Wednesday, November 4, 2009

NACCM 2009 LIVE: Global Culture Transformation; Changing The Behavior of Leaders at Levels

You’ve got to love somebody who calls themselves a “quality geek” like Gloria Roberts does. She’s the Staff Vice President of Service Experience at FedEx Corporation. Having a quality geek in charge of the service experience is definitely a good move.

Gloria stated her most important point right up front: Customer centricity is about aptitude, attitude, and action.

It’s imperative for a company founded on a quality promise (“Absolutely, Positively”) to create a culture of service. But, FedEx is not one company. It’s actually four operating companies servicing over 220 countries/territories.

Can you imagine trying to effectively communicate how to deliver their infamous “Purple Promise” to make every customer’s experience outstanding to 275,000 employees worldwide? That’s exactly what they do.

All companies must compete on price or experience. Customer experience is the superior way to compete. It results in higher overall value and a lasting competitive advantage. When you focus on experience, price may still be important, but falls to a secondary consideration.

For FedEx, the rallying point is the quality of their service. They have to make sure the service to the customer, at every touchpoint, is more than the customer expects.

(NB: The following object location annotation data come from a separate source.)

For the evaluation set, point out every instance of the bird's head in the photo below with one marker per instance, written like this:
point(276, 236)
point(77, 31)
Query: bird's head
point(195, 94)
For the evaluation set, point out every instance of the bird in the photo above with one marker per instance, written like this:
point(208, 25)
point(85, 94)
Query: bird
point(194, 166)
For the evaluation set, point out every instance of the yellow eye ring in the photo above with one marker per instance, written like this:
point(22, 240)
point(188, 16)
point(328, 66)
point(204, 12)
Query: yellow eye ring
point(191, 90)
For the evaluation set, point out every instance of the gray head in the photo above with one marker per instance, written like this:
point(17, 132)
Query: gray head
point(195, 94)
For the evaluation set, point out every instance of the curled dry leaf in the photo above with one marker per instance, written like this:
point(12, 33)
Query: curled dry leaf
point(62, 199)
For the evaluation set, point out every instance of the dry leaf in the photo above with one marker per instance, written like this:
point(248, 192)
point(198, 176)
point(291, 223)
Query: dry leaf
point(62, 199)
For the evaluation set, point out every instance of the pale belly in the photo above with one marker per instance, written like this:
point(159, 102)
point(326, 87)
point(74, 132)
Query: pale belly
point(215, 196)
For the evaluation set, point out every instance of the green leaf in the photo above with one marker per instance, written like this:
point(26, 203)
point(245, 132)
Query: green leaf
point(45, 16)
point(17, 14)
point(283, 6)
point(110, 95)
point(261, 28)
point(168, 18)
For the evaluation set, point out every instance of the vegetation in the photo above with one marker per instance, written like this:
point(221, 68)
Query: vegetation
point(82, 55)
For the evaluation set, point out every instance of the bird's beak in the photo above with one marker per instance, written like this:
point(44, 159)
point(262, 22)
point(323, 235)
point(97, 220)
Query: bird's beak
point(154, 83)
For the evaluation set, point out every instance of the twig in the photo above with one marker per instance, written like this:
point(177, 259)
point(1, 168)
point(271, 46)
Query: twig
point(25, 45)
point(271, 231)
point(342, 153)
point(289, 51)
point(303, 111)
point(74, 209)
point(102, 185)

Drivers of Customer Loyalty for FedEx include:

  • Customer perceptions of the brand
  • Overall customer experience
  • Value for the price

To make sure they can deliver, FedEx makes tremendous efforts to:

  • Gather information to know what their customers expectations are.
  • Focus on performance every single day.
  • Make sure the employees are engaged and the customer’s interaction is superior.
  • Measure, measure, measure the quality of everything!

Quality at FedEx:

  • is a shared call to action.
  • is shared understanding of “best”.
  • is a fact-driven philosophy for decision making.
  • involves a common process improvement methodology.
  • is an integral component of Customer Loyalty and Operational Excellence Strategies.

In fact, quality is so important FedEx says, “Quality management is not a thing we do, it’s the way we do things.”

To communicate FedEx’s QDM (Quality Driven Management) plan, Gloria’s team created a multi-phase approach that included building awareness and alignment, preparing leadership to lead, and finally deploying, implementing, and ensuring the longevity of the plan.

One of the communication vehicles they created was a high-quality video that was shared with the entire company several times. The video was 6 minutes: that’s all the time they have at the beginning of each shift for their “management” meetings. They normally squeeze 15 topics into those meetings, but they focused on the video instead in order to get a consistent message across to the entire company.

One memorable line from the video stated that a1% increase in loyalty results in $100 million in revenue for the company. That’s a pretty staggering statistic to convey the impact of increasing customer loyalty.

The initiative strives to communicate three themes to employees: Customers, Excellence, and We are One FedEx.

So, how did they get 275,000 people to learn the same thing?

They focused on making “local” stories “global”

They employed omprehensive, consistent messaging

They built on existing learning and competency base

They created a learning approach employable across target audiences

They used a “non-traditional”, multi-media learning platform

They incorporated it into their business plan

One key element to speed up the adoption of QDM was to get key influencers on board early in the process, effectively creating influential cheerleaders of the program. These influencers were giving a "sneak preview" of the program before they rolled it out to the company at large. And FedEx realized that influencers are not necessarily the people at the top. These hand-picked people came from all levels throughout the company.